Being able to roll with changes and take what you know and apply it to a new situation not only requires flexibility, but is a component of creativity as well. And participating in creativity exercises is one way to strengthen these skills.
Neurobics is a word popularized by Lawrence Katz and Manning Rubin in their 2014 book, Keep your brain alive. Neurobics is a takeoff on aerobics, and refers to exercises for the brain. The authors describe Neurobics as helping you to maintain a continuing level of mental fitness, strength and flexibility as you age. The exercise is described in the book uses the five senses (vision, smell, touch, taste and hearing) in novel ways to increase the brain’s ability to form associations among the different pieces of information that you encounter.
An example would be to get dressed, brush your teeth and find your way around your home wearing ear plugs and a blindfold. By doing this you are stimulating rarely used pathways in the brain and increasing your range of mental flexibility, touch and flexibility.
As mentioned in previous blogs, what’s good for the brain is good for all the executive skills, including flexibility.
The brain itself was created to be flexible, and all you have to do is nurture this innate ability. To give you an example of how our brains can be rewired, in the year 2000, a study of London taxi drivers revealed that they had a much larger posterior hippocampus than men with a similar profile, but who did not drive for a living. That part of the hippocampus is responsible for a person’s navigational skills.
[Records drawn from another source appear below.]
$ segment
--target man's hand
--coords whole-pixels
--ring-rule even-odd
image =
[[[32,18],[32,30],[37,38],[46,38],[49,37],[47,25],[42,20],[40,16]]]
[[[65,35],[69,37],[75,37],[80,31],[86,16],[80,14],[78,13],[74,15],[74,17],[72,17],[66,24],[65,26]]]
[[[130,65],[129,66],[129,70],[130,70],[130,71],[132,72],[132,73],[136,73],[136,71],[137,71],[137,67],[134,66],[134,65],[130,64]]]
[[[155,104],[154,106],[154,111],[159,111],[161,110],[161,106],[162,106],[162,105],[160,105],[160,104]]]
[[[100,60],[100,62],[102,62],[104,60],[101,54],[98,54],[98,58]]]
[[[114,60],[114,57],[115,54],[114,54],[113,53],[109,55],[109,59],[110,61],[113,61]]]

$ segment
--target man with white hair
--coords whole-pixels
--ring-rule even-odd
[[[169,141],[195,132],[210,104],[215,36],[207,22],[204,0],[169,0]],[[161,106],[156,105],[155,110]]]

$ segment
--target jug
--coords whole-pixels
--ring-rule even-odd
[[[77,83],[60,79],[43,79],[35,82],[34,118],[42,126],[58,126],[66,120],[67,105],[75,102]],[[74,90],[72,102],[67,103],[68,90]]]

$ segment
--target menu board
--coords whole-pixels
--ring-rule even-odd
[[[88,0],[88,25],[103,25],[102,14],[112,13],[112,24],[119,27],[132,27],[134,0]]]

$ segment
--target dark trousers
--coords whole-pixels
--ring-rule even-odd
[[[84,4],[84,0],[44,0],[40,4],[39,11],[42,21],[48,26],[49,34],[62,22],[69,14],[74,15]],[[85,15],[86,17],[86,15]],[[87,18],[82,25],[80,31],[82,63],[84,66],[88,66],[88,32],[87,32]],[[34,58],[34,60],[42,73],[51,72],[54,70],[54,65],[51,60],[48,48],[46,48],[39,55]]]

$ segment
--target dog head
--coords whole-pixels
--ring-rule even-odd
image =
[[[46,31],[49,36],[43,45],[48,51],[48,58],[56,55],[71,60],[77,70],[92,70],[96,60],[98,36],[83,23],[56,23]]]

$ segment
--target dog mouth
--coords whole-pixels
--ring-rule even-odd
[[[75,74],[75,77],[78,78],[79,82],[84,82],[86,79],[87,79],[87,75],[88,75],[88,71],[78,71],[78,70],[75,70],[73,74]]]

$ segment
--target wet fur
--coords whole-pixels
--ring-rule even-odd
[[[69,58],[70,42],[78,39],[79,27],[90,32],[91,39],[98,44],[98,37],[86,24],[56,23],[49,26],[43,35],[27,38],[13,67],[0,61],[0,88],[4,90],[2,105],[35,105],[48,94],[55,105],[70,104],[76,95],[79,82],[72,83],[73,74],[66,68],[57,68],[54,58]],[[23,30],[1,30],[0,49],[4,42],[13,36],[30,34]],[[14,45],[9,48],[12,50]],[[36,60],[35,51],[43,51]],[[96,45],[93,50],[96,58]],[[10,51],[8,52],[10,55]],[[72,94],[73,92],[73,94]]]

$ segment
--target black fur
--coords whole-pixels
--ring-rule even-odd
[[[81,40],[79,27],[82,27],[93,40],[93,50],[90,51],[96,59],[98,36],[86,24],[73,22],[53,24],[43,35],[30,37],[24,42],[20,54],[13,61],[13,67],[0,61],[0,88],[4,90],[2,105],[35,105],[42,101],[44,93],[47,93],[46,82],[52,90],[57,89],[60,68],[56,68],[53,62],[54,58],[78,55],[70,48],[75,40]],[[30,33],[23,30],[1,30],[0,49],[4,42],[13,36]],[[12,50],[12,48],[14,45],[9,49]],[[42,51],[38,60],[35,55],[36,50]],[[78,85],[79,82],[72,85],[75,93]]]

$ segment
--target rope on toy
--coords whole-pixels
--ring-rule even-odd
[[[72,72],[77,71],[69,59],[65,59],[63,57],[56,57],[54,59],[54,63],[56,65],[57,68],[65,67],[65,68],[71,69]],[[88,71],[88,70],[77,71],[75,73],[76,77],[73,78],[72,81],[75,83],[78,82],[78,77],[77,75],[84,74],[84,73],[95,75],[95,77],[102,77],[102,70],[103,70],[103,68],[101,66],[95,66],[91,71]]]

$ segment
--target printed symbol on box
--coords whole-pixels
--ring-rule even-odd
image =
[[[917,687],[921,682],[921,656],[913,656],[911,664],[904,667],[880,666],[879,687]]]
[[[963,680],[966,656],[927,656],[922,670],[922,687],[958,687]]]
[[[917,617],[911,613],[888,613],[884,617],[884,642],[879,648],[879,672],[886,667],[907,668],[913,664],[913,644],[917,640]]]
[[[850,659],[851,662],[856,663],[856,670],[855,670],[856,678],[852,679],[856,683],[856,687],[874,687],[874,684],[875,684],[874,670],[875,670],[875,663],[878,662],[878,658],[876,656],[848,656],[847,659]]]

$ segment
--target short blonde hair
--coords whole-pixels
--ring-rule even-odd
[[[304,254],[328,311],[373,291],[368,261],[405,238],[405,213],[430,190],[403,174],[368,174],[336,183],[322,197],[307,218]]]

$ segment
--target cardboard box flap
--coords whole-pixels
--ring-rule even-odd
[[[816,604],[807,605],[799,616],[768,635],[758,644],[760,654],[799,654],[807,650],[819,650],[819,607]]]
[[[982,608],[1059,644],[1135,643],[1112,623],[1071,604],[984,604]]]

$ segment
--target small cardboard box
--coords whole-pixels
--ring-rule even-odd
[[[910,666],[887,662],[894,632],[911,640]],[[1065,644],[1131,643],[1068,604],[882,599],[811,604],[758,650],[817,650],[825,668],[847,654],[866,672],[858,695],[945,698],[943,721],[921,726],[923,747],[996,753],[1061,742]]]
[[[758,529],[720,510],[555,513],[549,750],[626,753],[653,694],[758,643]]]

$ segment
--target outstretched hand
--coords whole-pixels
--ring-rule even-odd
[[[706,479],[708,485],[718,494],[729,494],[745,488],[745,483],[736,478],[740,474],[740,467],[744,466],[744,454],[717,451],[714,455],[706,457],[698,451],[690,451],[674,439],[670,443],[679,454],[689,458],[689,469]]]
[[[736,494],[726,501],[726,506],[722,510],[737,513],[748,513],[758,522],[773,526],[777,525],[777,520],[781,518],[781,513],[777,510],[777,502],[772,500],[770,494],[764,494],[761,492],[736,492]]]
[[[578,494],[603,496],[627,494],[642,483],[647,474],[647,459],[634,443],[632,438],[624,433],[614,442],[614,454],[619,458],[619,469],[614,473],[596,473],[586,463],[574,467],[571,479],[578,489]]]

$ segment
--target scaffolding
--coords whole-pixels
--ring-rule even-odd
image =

As far as our brain is concerned, it seems to hold true that if we don’t use it, we lose it. Another example appeared in the December 12, 2009 issue of the Toronto Star. It was an article on handwriting, which seems to have been replaced by the keyboard – at least by the younger generation. It concludes, based on research, that handwriting works the brain differently and builds distinct cognitive skills. It reinforces reading and spelling, develops motor memory as it becomes automatic, teaches students to focus, and may help them remember what they learn. So as keyboards replace handwriting, new neural pathways are created and new cognitive skills replace the old.
To maintain flexibility and continue exercising the brain, it is a good idea to get away from a task for a short period of time, and then return to it mentally refreshed. The brain thrives on variety. Also, don’t schedule too tightly, introduce change gradually, take other people’s agenda into account when making plans, recognize that you always have choices, and get in the habit of developing alternative plans.